Subaru is another major user, pairing CVTs with its all-wheel-drive systems in vehicles like the Forester, Outback, and Crosstrek. You won’t typically find CVTs in trucks, sports cars, or large SUVs, where the torque demands exceed what a belt-and-pulley system comfortably handles.
Fuel Efficiency Advantage
The fuel savings come from a simple principle: a CVT can keep the engine spinning at whatever speed produces the best efficiency for a given driving situation. A traditional transmission forces the engine to operate across a range of speeds within each gear, and it can only match peak efficiency at certain moments. A CVT eliminates that compromise. Research published in Applied Energy found fuel efficiency improvements of 10 to 15% compared to other transmission types under equivalent conditions, with further gains possible through optimized software control of the ratio changes.
Durability and Common Weak Points
CVT longevity varies significantly by manufacturer and maintenance habits. Well-maintained units commonly reach 200,000 miles, while poorly maintained ones can start failing around 80,000 to 100,000 miles. Toyota’s eCVT in hybrid models is particularly durable, with many lasting over 300,000 miles, partly because the electric motor shares the workload with the mechanical components.
The weakest link in a pulley-type CVT is the steel belt or chain that transfers power between the pulleys. If this component wears or breaks, the transmission stops functioning entirely. Early Nissan CVTs (supplied by Jatco) had widespread issues with belt degradation and overheating. Many of those failures originated in a slider bearing inside the driven pulley: the bearing would lose grip on one side, skewing the belt and eventually causing it to break. Modern designs have improved, but heat remains the primary enemy of CVT longevity.
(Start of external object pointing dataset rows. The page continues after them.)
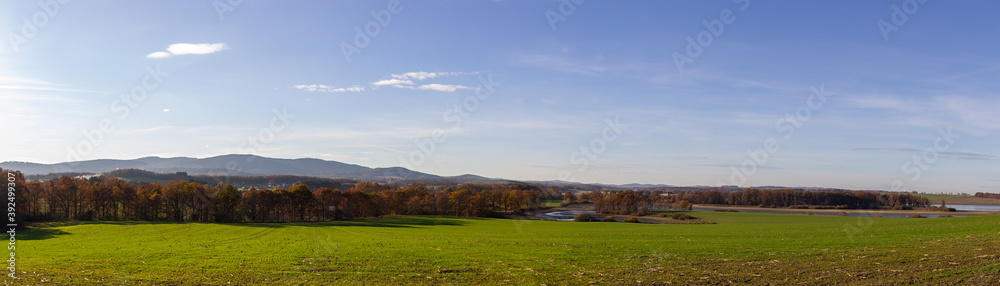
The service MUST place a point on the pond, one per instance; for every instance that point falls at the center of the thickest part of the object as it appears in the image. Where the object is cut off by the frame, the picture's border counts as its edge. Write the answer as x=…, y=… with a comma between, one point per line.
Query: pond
x=984, y=208
x=806, y=212
x=562, y=215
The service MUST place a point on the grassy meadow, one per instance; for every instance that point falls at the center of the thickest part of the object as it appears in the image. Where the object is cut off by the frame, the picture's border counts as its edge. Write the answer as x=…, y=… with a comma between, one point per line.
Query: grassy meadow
x=742, y=248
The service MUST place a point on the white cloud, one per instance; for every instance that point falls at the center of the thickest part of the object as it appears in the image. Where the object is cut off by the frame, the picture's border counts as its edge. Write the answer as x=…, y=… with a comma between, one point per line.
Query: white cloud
x=158, y=55
x=327, y=88
x=443, y=87
x=188, y=49
x=424, y=75
x=196, y=49
x=394, y=82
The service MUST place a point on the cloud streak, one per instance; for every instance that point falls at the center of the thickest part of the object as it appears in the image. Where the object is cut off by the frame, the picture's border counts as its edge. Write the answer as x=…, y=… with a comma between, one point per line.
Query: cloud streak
x=327, y=88
x=961, y=155
x=188, y=49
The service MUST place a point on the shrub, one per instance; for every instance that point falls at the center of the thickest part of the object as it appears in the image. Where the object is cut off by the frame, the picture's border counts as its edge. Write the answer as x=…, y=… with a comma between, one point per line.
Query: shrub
x=682, y=217
x=582, y=217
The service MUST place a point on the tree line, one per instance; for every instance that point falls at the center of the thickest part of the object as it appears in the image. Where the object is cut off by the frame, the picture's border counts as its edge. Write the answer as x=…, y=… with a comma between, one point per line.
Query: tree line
x=988, y=195
x=802, y=198
x=633, y=201
x=113, y=199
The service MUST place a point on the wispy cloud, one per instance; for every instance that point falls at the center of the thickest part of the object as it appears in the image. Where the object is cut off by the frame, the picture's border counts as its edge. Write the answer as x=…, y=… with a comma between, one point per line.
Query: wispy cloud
x=425, y=75
x=443, y=87
x=188, y=49
x=401, y=83
x=406, y=80
x=728, y=166
x=960, y=155
x=27, y=84
x=327, y=88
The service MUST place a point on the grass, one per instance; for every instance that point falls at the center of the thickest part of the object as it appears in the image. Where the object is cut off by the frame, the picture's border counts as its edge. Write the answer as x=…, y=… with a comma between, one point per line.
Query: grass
x=743, y=248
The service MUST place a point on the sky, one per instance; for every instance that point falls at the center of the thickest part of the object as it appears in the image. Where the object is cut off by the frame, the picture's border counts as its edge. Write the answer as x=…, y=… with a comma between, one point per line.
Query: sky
x=888, y=95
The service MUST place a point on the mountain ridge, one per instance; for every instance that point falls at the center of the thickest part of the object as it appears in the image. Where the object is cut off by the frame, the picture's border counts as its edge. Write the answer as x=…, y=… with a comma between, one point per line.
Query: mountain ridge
x=230, y=164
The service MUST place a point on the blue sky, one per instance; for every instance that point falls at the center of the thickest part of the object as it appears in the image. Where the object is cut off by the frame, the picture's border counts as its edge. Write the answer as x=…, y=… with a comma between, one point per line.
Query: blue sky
x=521, y=89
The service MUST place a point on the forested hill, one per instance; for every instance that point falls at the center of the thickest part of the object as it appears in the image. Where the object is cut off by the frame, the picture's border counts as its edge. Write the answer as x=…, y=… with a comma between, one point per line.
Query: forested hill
x=226, y=165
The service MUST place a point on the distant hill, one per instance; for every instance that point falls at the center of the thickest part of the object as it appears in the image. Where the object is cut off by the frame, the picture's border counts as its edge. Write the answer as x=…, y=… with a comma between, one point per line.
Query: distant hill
x=227, y=165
Towing and High-Load Limits
CVTs are not well suited for heavy towing. The belt-and-pulley system generates more heat under sustained high loads, and excessive heat accelerates wear on the belt and pulleys. Even when towing within a vehicle’s rated capacity, steep inclines create problems. The 2021 Subaru Forester, for example, reduces its maximum towing capacity to just 1,000 pounds for continuous uphill drives longer than five miles. Many CVT-equipped vehicles also lack dedicated transmission coolers, further limiting their heat management during heavy work.
If you regularly tow boats, trailers, or heavy loads, a vehicle with a traditional automatic or a dedicated tow rating will serve you better.
Maintenance Requirements
CVTs require their own specialized transmission fluid, which is different from the fluid used in conventional automatics. Using the wrong type can damage the belt and pulleys. Change intervals vary by manufacturer, so your owner’s manual is the definitive guide. Some newer vehicles advertise “lifetime” fluid that doesn’t need changing under normal conditions, but that recommendation assumes ideal driving. Conditions like frequent stop-and-go traffic, towing, extreme temperatures, or hilly terrain all shorten the fluid’s useful life.
Healthy CVT fluid is typically pinkish-red. If it turns dark or smells burnt, the fluid has broken down and needs replacing. Signs of CVT trouble include slipping during acceleration, grinding or whining noises, delayed response when you press the gas, and unusual vibrations. Catching fluid degradation early is the single most effective way to extend a CVT’s lifespan.